Aunque en un principio se pueda pensar que la presencia de las moscas volantes puede ser una complicación asociada a la cirugía de cataratas, en realidad su presencia no está relacionada directamente con la operación.

Lógicamente es complicado que una persona que nunca ha tenido problemas de las moscas volantes, salvo después de la operación, se convenza del hecho de que las moscas volantes no han sido una consecuencia o efecto directo de la cirugía. Pero la realidad es que en la inmensa mayoría de los casos los pacientes intervenidos de cirugía de cataratas han sufrido la presencia de moscas volantes por las mismas razones que los pacientes que no han sido operados.

Sólo puede establecerse una relación indirecta entre la aparición de las moscas y la operación de cataratas. Ésta es debida a que existe la posibilidad de que como producto de la cirugía de cataratas se produzca un desprendimiento de vítreo, que pueda ser atribuido a la misma y que posteriormente dé lugar a cuerpos flotantes.

Lo que indudablemente provoca la operación de cataratas es que se haga más patente su presencia. Hay que darse cuenta de que se ha sustituido un cristalino traslúcido u opaco, por una lente transparente. Para lo bueno pero también para lo malo la persona “ve mejor” y eso incluye también los cuerpos que se hallan en el vítreo.

A continuación trataremos de ampliar la información sobre las causas de las moscas volantes y las soluciones disponibles hoy en día.

¿Por qué veo estos cuerpos, filamentos, telas, sombras….?

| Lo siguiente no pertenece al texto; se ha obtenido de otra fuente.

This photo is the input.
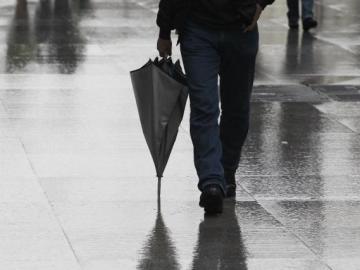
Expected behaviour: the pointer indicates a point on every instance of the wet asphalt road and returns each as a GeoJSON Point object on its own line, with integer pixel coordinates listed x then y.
{"type": "Point", "coordinates": [77, 183]}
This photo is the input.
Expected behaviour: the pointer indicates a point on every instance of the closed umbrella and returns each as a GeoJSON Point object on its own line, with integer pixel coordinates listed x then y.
{"type": "Point", "coordinates": [161, 92]}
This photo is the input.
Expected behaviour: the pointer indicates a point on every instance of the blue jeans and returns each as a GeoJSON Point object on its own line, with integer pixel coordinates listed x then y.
{"type": "Point", "coordinates": [294, 13]}
{"type": "Point", "coordinates": [207, 55]}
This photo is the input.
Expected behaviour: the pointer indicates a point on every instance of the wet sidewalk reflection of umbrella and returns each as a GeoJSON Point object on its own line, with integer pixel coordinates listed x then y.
{"type": "Point", "coordinates": [161, 93]}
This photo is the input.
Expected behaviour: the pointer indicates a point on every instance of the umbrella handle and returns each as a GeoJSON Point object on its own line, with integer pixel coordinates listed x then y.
{"type": "Point", "coordinates": [159, 194]}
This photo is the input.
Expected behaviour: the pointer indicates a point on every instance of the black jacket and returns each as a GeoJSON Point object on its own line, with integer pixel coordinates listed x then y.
{"type": "Point", "coordinates": [172, 13]}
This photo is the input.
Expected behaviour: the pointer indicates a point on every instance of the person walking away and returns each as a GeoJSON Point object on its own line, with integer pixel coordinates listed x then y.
{"type": "Point", "coordinates": [307, 14]}
{"type": "Point", "coordinates": [218, 38]}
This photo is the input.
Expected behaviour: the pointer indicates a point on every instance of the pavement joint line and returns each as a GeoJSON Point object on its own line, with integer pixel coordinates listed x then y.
{"type": "Point", "coordinates": [287, 229]}
{"type": "Point", "coordinates": [67, 239]}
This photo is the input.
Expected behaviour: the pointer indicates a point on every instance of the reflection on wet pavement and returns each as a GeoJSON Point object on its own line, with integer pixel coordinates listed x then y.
{"type": "Point", "coordinates": [77, 184]}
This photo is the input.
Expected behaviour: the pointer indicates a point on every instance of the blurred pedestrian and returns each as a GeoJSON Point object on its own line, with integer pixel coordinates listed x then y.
{"type": "Point", "coordinates": [217, 37]}
{"type": "Point", "coordinates": [307, 14]}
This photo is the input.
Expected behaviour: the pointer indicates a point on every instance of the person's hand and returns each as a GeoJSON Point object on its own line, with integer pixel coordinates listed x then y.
{"type": "Point", "coordinates": [164, 47]}
{"type": "Point", "coordinates": [255, 19]}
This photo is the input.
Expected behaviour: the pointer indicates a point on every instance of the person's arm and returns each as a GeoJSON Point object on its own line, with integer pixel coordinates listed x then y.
{"type": "Point", "coordinates": [164, 18]}
{"type": "Point", "coordinates": [164, 21]}
{"type": "Point", "coordinates": [264, 3]}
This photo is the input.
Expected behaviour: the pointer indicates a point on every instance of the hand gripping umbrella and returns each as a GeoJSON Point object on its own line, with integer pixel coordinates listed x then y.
{"type": "Point", "coordinates": [161, 93]}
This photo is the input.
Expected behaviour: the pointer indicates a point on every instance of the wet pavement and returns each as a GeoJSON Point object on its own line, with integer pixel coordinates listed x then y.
{"type": "Point", "coordinates": [77, 183]}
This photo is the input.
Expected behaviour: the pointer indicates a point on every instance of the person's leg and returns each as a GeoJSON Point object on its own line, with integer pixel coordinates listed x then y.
{"type": "Point", "coordinates": [238, 55]}
{"type": "Point", "coordinates": [293, 13]}
{"type": "Point", "coordinates": [307, 9]}
{"type": "Point", "coordinates": [308, 14]}
{"type": "Point", "coordinates": [202, 61]}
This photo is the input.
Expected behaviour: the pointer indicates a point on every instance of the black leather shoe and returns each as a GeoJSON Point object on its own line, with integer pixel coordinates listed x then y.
{"type": "Point", "coordinates": [309, 23]}
{"type": "Point", "coordinates": [211, 199]}
{"type": "Point", "coordinates": [293, 25]}
{"type": "Point", "coordinates": [230, 184]}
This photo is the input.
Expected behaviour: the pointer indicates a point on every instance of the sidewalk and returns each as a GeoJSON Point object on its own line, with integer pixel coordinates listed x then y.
{"type": "Point", "coordinates": [77, 183]}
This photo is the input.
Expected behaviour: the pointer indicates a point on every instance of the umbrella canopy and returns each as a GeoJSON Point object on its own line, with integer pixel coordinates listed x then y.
{"type": "Point", "coordinates": [161, 93]}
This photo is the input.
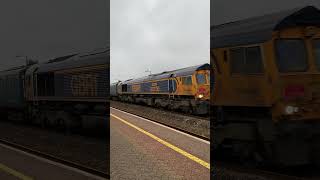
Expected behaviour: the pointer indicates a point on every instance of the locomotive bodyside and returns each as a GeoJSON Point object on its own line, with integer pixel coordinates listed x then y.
{"type": "Point", "coordinates": [184, 89]}
{"type": "Point", "coordinates": [265, 94]}
{"type": "Point", "coordinates": [71, 91]}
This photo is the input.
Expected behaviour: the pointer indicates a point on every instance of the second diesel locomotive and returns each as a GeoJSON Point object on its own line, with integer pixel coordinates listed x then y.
{"type": "Point", "coordinates": [184, 89]}
{"type": "Point", "coordinates": [67, 92]}
{"type": "Point", "coordinates": [266, 94]}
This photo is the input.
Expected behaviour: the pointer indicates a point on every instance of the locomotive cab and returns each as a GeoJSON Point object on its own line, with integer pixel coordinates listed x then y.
{"type": "Point", "coordinates": [266, 94]}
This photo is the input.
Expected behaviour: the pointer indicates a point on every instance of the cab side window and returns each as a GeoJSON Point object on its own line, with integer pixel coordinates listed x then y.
{"type": "Point", "coordinates": [187, 80]}
{"type": "Point", "coordinates": [246, 60]}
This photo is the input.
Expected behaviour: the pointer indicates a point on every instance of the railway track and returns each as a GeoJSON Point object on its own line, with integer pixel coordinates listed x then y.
{"type": "Point", "coordinates": [56, 159]}
{"type": "Point", "coordinates": [164, 124]}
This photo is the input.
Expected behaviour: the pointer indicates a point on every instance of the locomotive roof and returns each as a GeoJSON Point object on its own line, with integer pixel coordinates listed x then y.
{"type": "Point", "coordinates": [167, 74]}
{"type": "Point", "coordinates": [12, 71]}
{"type": "Point", "coordinates": [259, 29]}
{"type": "Point", "coordinates": [76, 60]}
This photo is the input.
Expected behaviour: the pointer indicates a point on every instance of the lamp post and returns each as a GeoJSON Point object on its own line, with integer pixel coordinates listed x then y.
{"type": "Point", "coordinates": [148, 70]}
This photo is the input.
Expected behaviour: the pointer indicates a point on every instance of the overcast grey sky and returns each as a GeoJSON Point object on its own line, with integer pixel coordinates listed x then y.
{"type": "Point", "coordinates": [157, 34]}
{"type": "Point", "coordinates": [223, 11]}
{"type": "Point", "coordinates": [49, 28]}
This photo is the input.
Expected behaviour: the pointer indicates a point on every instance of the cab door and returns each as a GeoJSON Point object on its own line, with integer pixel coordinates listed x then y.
{"type": "Point", "coordinates": [187, 83]}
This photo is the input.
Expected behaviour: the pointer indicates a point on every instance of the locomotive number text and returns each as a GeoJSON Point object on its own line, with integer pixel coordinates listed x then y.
{"type": "Point", "coordinates": [84, 85]}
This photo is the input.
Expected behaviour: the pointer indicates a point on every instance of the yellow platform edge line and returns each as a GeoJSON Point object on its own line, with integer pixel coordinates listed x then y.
{"type": "Point", "coordinates": [184, 153]}
{"type": "Point", "coordinates": [14, 172]}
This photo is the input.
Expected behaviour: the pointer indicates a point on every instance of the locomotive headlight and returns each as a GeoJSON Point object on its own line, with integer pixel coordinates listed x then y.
{"type": "Point", "coordinates": [291, 109]}
{"type": "Point", "coordinates": [200, 96]}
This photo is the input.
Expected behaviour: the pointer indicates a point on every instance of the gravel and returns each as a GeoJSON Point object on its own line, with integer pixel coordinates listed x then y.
{"type": "Point", "coordinates": [193, 124]}
{"type": "Point", "coordinates": [87, 151]}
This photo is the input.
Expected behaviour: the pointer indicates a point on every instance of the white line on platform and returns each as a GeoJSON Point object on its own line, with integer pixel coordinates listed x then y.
{"type": "Point", "coordinates": [194, 137]}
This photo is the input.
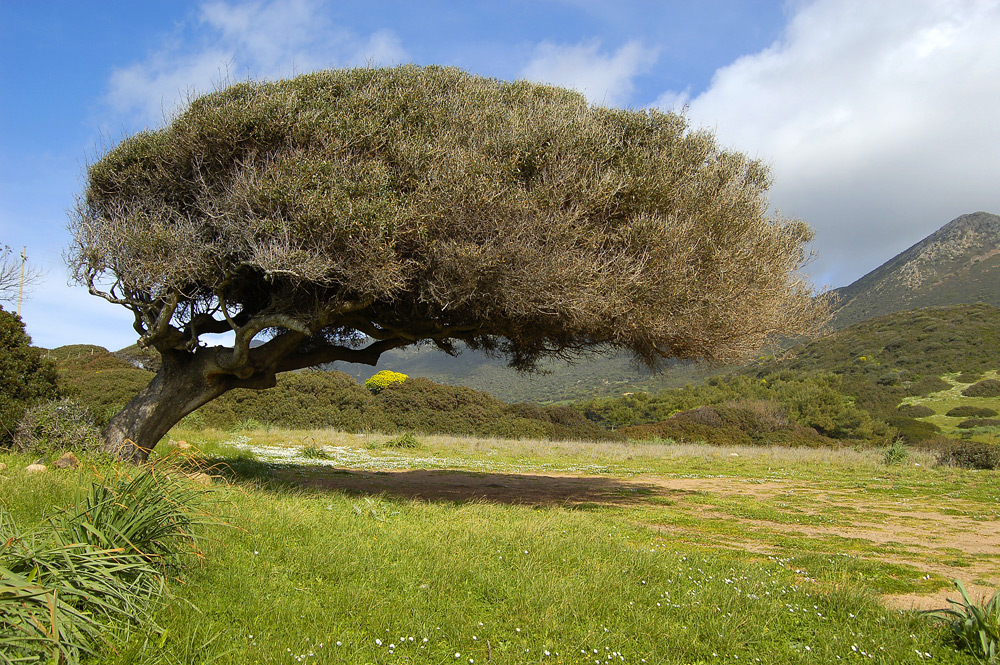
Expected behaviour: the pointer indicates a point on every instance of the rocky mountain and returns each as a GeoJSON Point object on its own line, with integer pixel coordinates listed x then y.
{"type": "Point", "coordinates": [957, 264]}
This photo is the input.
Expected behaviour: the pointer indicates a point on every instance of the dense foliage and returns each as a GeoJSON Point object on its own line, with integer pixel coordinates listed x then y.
{"type": "Point", "coordinates": [26, 378]}
{"type": "Point", "coordinates": [56, 426]}
{"type": "Point", "coordinates": [815, 401]}
{"type": "Point", "coordinates": [316, 399]}
{"type": "Point", "coordinates": [382, 380]}
{"type": "Point", "coordinates": [984, 388]}
{"type": "Point", "coordinates": [342, 214]}
{"type": "Point", "coordinates": [97, 379]}
{"type": "Point", "coordinates": [846, 385]}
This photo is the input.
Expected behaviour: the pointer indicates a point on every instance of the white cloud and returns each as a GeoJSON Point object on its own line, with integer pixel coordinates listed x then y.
{"type": "Point", "coordinates": [262, 40]}
{"type": "Point", "coordinates": [878, 118]}
{"type": "Point", "coordinates": [604, 79]}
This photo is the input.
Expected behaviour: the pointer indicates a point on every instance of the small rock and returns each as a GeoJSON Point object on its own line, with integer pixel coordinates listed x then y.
{"type": "Point", "coordinates": [201, 478]}
{"type": "Point", "coordinates": [67, 461]}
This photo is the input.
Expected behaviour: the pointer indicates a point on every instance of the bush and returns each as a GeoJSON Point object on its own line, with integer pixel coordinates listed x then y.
{"type": "Point", "coordinates": [984, 388]}
{"type": "Point", "coordinates": [926, 385]}
{"type": "Point", "coordinates": [56, 426]}
{"type": "Point", "coordinates": [968, 411]}
{"type": "Point", "coordinates": [915, 411]}
{"type": "Point", "coordinates": [895, 453]}
{"type": "Point", "coordinates": [889, 379]}
{"type": "Point", "coordinates": [969, 377]}
{"type": "Point", "coordinates": [26, 378]}
{"type": "Point", "coordinates": [972, 423]}
{"type": "Point", "coordinates": [913, 431]}
{"type": "Point", "coordinates": [97, 379]}
{"type": "Point", "coordinates": [971, 455]}
{"type": "Point", "coordinates": [382, 380]}
{"type": "Point", "coordinates": [405, 440]}
{"type": "Point", "coordinates": [735, 423]}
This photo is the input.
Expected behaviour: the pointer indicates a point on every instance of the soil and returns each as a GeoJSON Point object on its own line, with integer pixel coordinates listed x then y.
{"type": "Point", "coordinates": [953, 546]}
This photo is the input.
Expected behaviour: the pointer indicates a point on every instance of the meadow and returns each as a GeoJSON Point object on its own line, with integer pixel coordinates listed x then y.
{"type": "Point", "coordinates": [333, 547]}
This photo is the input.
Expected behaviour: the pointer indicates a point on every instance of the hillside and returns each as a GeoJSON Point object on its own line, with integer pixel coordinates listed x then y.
{"type": "Point", "coordinates": [559, 381]}
{"type": "Point", "coordinates": [846, 386]}
{"type": "Point", "coordinates": [104, 382]}
{"type": "Point", "coordinates": [925, 342]}
{"type": "Point", "coordinates": [957, 264]}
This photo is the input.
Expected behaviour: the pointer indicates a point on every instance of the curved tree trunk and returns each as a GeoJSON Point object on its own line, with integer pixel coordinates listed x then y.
{"type": "Point", "coordinates": [182, 385]}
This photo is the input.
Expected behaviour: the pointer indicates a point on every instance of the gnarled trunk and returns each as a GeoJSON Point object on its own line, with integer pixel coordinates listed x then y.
{"type": "Point", "coordinates": [184, 383]}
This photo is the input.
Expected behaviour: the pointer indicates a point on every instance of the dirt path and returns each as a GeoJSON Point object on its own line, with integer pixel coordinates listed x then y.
{"type": "Point", "coordinates": [904, 532]}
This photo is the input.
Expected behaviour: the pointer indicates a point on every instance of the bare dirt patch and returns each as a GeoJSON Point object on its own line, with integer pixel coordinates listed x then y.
{"type": "Point", "coordinates": [519, 489]}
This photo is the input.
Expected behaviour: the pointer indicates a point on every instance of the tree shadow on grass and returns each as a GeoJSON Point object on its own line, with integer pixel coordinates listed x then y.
{"type": "Point", "coordinates": [584, 492]}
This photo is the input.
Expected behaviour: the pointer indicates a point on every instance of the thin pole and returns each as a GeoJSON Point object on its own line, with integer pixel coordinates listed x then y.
{"type": "Point", "coordinates": [20, 288]}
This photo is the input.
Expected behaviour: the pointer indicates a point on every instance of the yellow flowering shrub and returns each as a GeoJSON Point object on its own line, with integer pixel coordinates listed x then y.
{"type": "Point", "coordinates": [383, 380]}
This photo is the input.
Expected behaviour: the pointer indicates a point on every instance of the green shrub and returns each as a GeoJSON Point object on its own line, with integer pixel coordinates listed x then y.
{"type": "Point", "coordinates": [912, 430]}
{"type": "Point", "coordinates": [972, 423]}
{"type": "Point", "coordinates": [405, 440]}
{"type": "Point", "coordinates": [969, 377]}
{"type": "Point", "coordinates": [26, 378]}
{"type": "Point", "coordinates": [97, 379]}
{"type": "Point", "coordinates": [926, 385]}
{"type": "Point", "coordinates": [382, 380]}
{"type": "Point", "coordinates": [984, 388]}
{"type": "Point", "coordinates": [895, 453]}
{"type": "Point", "coordinates": [970, 455]}
{"type": "Point", "coordinates": [915, 411]}
{"type": "Point", "coordinates": [735, 423]}
{"type": "Point", "coordinates": [889, 379]}
{"type": "Point", "coordinates": [968, 411]}
{"type": "Point", "coordinates": [56, 426]}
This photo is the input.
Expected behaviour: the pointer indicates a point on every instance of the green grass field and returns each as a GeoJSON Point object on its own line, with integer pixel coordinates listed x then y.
{"type": "Point", "coordinates": [341, 548]}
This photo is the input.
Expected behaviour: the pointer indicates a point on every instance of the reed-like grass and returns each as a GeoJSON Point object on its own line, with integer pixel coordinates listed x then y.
{"type": "Point", "coordinates": [94, 565]}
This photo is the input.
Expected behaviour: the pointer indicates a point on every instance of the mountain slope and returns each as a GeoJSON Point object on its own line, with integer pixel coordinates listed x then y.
{"type": "Point", "coordinates": [957, 264]}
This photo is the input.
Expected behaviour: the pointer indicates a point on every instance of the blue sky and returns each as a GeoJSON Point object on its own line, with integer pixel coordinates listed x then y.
{"type": "Point", "coordinates": [879, 119]}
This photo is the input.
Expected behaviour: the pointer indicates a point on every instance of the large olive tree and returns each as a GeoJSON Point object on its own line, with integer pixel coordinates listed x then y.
{"type": "Point", "coordinates": [340, 214]}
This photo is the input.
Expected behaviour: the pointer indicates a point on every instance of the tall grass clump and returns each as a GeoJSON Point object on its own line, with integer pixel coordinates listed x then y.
{"type": "Point", "coordinates": [97, 564]}
{"type": "Point", "coordinates": [976, 628]}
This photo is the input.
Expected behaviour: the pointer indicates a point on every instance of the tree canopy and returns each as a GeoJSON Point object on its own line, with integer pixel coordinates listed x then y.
{"type": "Point", "coordinates": [343, 213]}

Los cuerpos flotantes se ubican en el espacio interior del globo ocular denominado humor vítreo. Este espacio, comprendido entre el cristalino y la retina, es en condiciones normales, gelatinoso y transparente.

Sin embargo con la edad el humor vítreo se deteriora y es frecuente que sufra un proceso de licuefacción (va perdiendo naturaleza gelatinosa volviéndose más acuoso) y desorganización interna. Este proceso puede provocar que en su interior se formen condensaciones de fibras que adquieren formas de hilos, cuerpos, telarañas…que flotan en el humor vítreo.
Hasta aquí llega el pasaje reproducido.